Para oferecer o serviço, Priscilla investiu R$ 3.000 em tecnologia e equipamentos típicos de estúdios de gravação, como luzes. “Quem quiser se destacar precisa ter qualidade de imagem e de transmissão.”
Os treinos online iniciaram em 3 de abril e sua venda ainda está lenta, segundo a empresária. “Poucos estão optando por pacotes, a maioria tem comprado uma aula de cada vez.”
Em Cuiabá (MT), o casal Juliana Piaia Pael, 44, e Emerson Pael, 47, dono da academia Proenergy Fitness Center, também recorreu à locação de equipamentos depois que a prefeitura decretou o fechamento de comércios e serviços, em 23 de março.
Com isso, 23 bicicletas ergométricas e 30 kits com cinco acessórios de ginástica, como step, caneleira e colchonete, foram parar nas casas de quem já era aluno, mas principalmente de novos clientes. “Achei isso bom, porque é mais gente que passa a conhecer a Proenergy e pode virar aluno depois”, afirma Emerson.
A escolha, no primeiro momento, recaiu sobre contratos de dez dias, mas agora eles já adotaram planos de 15 e 30 dias, respondendo ao enorme interesse do público. A diária das bicicletas custa R$ 20 ou R$ 25, dependendo do modelo. Já o kit sai por R$ 15.
Quem faz o controle financeiro do negócio, em funcionamento há nove anos, é Juliana. Não à toa, ela foi a primeira a defender a locação tão logo a ideia surgiu. “Teremos uma entrada de R$ 18 mil por mês dessa forma”, diz.
Em abril, também cairão no caixa da empresa cerca de R$ 45 mil em planos mensais, trimestrais, semestrais e anuais vendidos antes da pandemia. Como as transações foram por cartão de crédito, o pagamento está assegurado. “Ainda bem que sempre ofereci planos longos. Quem trabalha só com mensalidade está perdido”, avalia a empresária, que fatura R$ 1 milhão ao ano.
Para garantir que as contas continuem no azul pelos próximos dois meses, Juliana vem adotando todas as medidas emergenciais autorizadas pelo governo. A única coisa que evitou foi prorrogar o pagamento de impostos e contribuições para o FGTS e o INSS, para não acumular depois.
Estagiários e dois empregados em fase de experiência foram dispensados, enquanto os demais entraram em férias coletivas. Encerrado esse período, a empresária interrompeu provisoriamente o contrato dos sete funcionários restantes. Nem ela nem o marido estão recebendo o pró-labore (remuneração de cada sócio dentro do negócio).

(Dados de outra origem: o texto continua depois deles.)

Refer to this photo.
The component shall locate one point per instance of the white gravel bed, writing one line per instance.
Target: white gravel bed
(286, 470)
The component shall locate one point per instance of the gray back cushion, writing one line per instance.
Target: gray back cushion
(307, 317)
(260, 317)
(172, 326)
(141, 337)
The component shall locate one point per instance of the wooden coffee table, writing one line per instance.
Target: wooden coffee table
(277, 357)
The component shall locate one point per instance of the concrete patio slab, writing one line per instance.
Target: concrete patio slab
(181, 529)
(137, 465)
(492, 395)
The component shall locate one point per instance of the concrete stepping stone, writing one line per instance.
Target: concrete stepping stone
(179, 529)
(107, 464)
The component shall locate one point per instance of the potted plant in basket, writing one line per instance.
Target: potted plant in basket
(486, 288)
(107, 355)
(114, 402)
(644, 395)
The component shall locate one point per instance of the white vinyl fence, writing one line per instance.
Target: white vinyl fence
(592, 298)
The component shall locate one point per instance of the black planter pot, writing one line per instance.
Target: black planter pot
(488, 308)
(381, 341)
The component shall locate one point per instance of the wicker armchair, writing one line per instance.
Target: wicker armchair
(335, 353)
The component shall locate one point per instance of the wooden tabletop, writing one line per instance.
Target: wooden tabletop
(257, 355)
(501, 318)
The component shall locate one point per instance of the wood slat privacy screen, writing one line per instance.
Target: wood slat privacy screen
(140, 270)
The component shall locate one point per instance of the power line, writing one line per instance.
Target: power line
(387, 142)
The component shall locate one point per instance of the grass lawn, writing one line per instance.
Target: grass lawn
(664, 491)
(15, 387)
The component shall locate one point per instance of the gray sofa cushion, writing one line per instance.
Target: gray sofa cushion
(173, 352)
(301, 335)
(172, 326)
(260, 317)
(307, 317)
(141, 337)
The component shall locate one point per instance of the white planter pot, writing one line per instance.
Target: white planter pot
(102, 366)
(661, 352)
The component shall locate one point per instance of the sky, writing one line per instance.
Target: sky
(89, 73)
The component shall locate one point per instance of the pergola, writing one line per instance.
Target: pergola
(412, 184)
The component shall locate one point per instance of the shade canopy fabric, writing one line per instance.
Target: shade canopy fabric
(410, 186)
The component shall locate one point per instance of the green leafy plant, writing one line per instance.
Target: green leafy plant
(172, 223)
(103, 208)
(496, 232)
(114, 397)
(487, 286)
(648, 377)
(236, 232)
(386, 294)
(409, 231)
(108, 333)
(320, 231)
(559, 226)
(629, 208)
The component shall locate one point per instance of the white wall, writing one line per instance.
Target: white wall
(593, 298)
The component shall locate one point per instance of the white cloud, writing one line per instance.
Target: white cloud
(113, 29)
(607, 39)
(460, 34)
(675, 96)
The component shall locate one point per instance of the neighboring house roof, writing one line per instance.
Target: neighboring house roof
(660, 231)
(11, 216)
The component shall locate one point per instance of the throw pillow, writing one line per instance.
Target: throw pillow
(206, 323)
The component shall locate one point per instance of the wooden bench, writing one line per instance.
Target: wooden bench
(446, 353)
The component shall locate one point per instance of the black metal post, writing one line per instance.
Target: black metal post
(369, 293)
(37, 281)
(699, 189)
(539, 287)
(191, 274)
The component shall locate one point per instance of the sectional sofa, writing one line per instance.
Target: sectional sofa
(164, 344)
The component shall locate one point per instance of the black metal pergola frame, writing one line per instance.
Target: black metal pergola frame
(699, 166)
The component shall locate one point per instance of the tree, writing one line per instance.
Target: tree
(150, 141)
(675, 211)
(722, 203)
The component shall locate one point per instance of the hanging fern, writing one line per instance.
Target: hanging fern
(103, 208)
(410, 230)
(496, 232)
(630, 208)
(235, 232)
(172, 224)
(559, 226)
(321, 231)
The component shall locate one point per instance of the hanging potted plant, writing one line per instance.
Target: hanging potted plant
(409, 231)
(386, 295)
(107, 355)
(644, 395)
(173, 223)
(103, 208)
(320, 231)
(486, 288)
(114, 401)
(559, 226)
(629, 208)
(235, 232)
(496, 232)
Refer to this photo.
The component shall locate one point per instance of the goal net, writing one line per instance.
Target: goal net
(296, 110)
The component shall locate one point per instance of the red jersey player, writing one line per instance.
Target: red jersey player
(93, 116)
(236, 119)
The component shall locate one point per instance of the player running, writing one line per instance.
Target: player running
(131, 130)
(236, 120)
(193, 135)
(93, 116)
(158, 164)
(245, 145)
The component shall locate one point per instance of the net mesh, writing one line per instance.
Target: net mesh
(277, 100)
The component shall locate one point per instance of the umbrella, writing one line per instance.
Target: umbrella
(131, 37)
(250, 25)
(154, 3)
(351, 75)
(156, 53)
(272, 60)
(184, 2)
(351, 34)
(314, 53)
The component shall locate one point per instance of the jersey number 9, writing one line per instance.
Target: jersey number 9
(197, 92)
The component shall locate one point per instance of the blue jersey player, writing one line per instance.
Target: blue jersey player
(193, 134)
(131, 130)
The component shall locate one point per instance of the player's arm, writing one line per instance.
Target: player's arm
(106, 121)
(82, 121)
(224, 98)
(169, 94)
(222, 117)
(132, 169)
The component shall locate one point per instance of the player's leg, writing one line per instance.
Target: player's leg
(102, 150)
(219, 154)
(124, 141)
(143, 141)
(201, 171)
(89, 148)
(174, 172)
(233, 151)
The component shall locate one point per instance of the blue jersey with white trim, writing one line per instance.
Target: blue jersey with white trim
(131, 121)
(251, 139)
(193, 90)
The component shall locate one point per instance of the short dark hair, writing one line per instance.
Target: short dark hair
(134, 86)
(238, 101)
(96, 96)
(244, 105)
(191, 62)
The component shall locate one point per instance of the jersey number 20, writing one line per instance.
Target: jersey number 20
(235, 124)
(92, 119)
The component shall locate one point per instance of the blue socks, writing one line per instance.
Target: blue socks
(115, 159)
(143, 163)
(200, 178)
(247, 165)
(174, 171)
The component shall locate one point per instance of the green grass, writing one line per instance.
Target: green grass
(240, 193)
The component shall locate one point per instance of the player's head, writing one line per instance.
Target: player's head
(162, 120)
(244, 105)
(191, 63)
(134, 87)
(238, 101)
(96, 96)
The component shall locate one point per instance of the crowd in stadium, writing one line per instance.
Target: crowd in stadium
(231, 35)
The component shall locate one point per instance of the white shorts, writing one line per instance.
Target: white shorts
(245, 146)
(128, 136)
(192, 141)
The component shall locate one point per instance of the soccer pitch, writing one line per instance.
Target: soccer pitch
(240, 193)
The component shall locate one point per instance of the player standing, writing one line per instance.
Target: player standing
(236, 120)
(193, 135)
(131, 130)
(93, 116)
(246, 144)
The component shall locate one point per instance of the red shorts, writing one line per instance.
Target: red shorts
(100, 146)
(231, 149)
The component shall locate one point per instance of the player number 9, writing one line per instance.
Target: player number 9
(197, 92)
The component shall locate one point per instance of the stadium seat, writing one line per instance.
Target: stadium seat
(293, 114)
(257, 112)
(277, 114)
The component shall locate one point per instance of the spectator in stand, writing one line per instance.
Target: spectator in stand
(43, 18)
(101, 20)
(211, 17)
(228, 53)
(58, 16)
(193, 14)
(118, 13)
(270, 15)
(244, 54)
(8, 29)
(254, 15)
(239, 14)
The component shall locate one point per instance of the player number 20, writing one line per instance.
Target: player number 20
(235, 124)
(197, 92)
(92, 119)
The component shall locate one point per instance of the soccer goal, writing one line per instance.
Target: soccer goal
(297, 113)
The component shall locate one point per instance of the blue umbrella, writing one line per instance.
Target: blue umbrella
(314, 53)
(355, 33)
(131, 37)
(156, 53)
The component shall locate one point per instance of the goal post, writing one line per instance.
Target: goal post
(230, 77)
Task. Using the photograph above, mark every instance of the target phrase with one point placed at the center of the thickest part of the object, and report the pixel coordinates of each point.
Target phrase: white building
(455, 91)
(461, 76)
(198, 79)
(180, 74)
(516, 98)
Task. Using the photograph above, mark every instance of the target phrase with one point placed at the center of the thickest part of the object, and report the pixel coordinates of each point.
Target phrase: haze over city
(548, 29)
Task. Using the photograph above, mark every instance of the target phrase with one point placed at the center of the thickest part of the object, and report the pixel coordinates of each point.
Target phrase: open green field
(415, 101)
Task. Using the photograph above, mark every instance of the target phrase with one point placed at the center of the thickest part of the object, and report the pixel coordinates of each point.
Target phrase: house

Assim, o custo mensal foi reduzido a R$ 40 mil, ajudado pelo consumo zero de energia.
A situação atual fez o casal começar a pensar em um novo modelo de negócio, para ser eventualmente implantado após o término da pandemia.
“Locar equipamentos para personal trainners e alunos pode ser um novo nicho”, diz Emerson. E Juliana completa: “Talvez a gente possa abrir nossas aulas para os alunos se exercitarem em casa, acompanhando pela internet”.